PYTHON=$(which python)
cd $(dirname $(dirname $PYTHON))/lib/python3.8/site-packages
patch -p0 < $CFDIR/docker/openmm.patch

conda deactivate

Download of genetic databases

This step requires aria2c to be installed on your machine.

AlphaFold needs multiple genetic (sequence) databases to run:

There is a script ComplexFold/scripts/download_all_data.sh that can be used to download and set up all of these databases. The scripts provided download the most recent database vesions:

  • Default:

    scripts/download_all_data.sh <DOWNLOAD_DIR>
    

    will download the full databases.

  • With reduced_dbs:

    scripts/download_all_data.sh <DOWNLOAD_DIR> reduced_dbs
    

    will download a reduced version of the databases to be used with the reduced_dbs preset.

The script will download the most recent databases and hence ComplexFold cannot reproduce the CASP14 output.

📒 Note: The total download size for the full databases is around 415 GB and the total size when unzipped is 2.2 TB. Please make sure you have a large enough hard drive space, bandwidth and time to download. We recommend using an SSD for better genetic search performance.

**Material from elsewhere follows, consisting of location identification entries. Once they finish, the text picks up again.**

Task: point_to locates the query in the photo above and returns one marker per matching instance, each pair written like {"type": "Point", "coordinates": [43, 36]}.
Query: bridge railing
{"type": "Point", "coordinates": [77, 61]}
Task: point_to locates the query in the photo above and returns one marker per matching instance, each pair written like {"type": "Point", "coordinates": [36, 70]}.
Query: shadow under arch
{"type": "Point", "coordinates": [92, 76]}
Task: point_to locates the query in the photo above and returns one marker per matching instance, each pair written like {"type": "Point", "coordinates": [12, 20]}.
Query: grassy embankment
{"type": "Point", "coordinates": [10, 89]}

This script will also download the model parameter files. Once the script has finished, you should have the following directory structure:

$DOWNLOAD_DIR/                             # Total: ~ 2.2 TB (download: 438 GB)
    bfd/                                   # ~ 1.7 TB (download: 271.6 GB)
        # 6 files.
    mgnify/                                # ~ 64 GB (download: 32.9 GB)
        mgy_clusters_2018_12.fa
    params/                                # ~ 3.5 GB (download: 3.5 GB)
        # 5 CASP14 models,
        # 5 pTM models,
        # LICENSE,
        # = 11 files.
    pdb70/                                 # ~ 56 GB (download: 19.5 GB)
        # 9 files.
    pdb_mmcif/                             # ~ 206 GB (download: 46 GB)
        mmcif_files/
            # About 180,000 .cif files.
        obsolete.dat
    small_bfd/                             # ~ 17 GB (download: 9.6 GB)
        bfd-first_non_consensus_sequences.fasta
    uniclust30/                            # ~ 86 GB (download: 24.9 GB)
        uniclust30_2018_08/
            # 13 files.
    uniref90/                              # ~ 58 GB (download: 29.7 GB)
        uniref90.fasta

bfd/ is only downloaded if you download the full databasees, and small_bfd/ is only downloaded if you download the reduced databases.

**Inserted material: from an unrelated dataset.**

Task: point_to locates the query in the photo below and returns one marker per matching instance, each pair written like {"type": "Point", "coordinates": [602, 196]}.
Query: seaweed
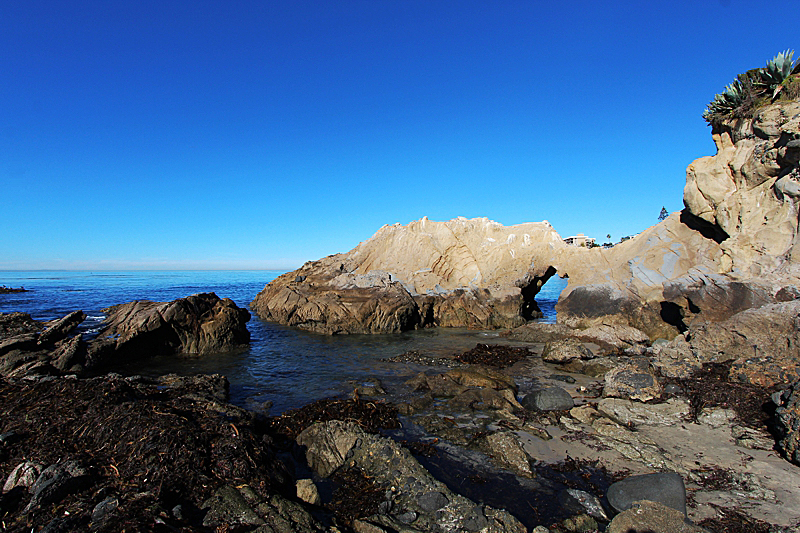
{"type": "Point", "coordinates": [493, 355]}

Downloaf of model parameters

While the AlphaFold code is licensed under the Apache 2.0 License, the AlphaFold parameters are made available for non-commercial use only under the terms of the CC BY-NC 4.0 license. Please see the Disclaimer below for more detail.

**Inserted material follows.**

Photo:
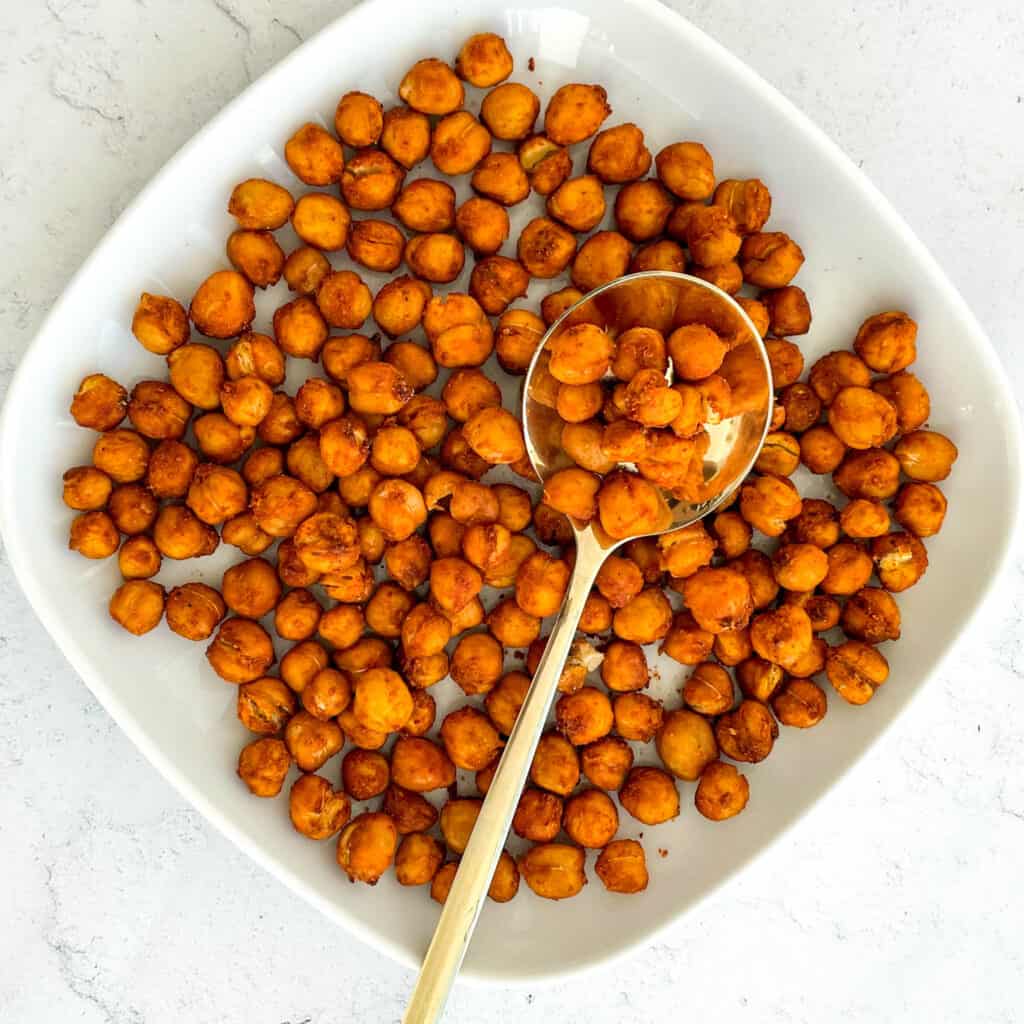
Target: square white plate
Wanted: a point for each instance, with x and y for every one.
(677, 84)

The AlphaFold parameters are available from https://storage.googleapis.com/alphafold/alphafold_params_2021-07-14.tar, and are downloaded as part of the scripts/download_all_data.sh script. This script will download parameters for:

  • 5 models which were used during CASP14, and were extensively validated for structure prediction quality (see Jumper et al. 2021, Suppl. Methods 1.12 for details).
  • 5 pTM models, which were fine-tuned to produce pTM (predicted TM-score) and predicted aligned error values alongside their structure predictions (see Jumper et al. 2021, Suppl. Methods 1.9.7 for details).

Final set up and simple run of ComplexFold

  1. Go through the section "Defaults" in ComplexFold/run_complexfold.sh and change appropriatly

  2. Run run_complexfold.sh pointing to a FASTA file containing the protein sequence for which you wish to predict the structure and a description line stating with '>'. You can provide multiple sequences per FASTA file in order to predict complexes.

    bash run_complexfold.sh -f path/to/fasta
    

Features

FASTA file

Each FASTA file must contain a description line stating with '>' followed by the name of the protein. ComplexFold automatically cuts the name at the first space. The sequence can encompass multiple lines.

For the predictions of complexes you have to provide the description and the sequence for each component, including homomers. The homomer sequence and description must be identical!

A trimer with two unique proteins would have a FASTA file like this for example:

>FirstProtein
ABCDGH

>FirstProtein
ABCDGH

>SecondProtein
GHLKET
PTWS

Complex Mode

ComplexFold auto detects heteromers and changes a few things for better prediction. This includes:

  1. Usage of 'ptm' models (Equivalent to flag -c)
  2. Reducing the number of potential templates (10 per heteromer) and increaseing the number of actual templates used (4 per heteromer). At the moment, I cannot control which templates are finally used. These changes increase the likelihood of using a template specific for each heteromer though.

MSA library and custom MSAs

By default ComplexFold uses the same databases and tools like AlphaFold2.0. Three MSAs are computed for each heteromer individually and saved under the name of the tool and the complex component description in the msa/ subdir of the output. This includes also the search for templates. In addition, custom MSAs can be provided in either stoor a3m format. The file names must be custom_{component description}.{sto/a3m}.

You can copy all these files into the msa_library. ComplexFold searches this path for appropriate files before computing new MSAs. This way you do not have to re-compute MSAs for new predictions, like in varying complexes where one component is always the same.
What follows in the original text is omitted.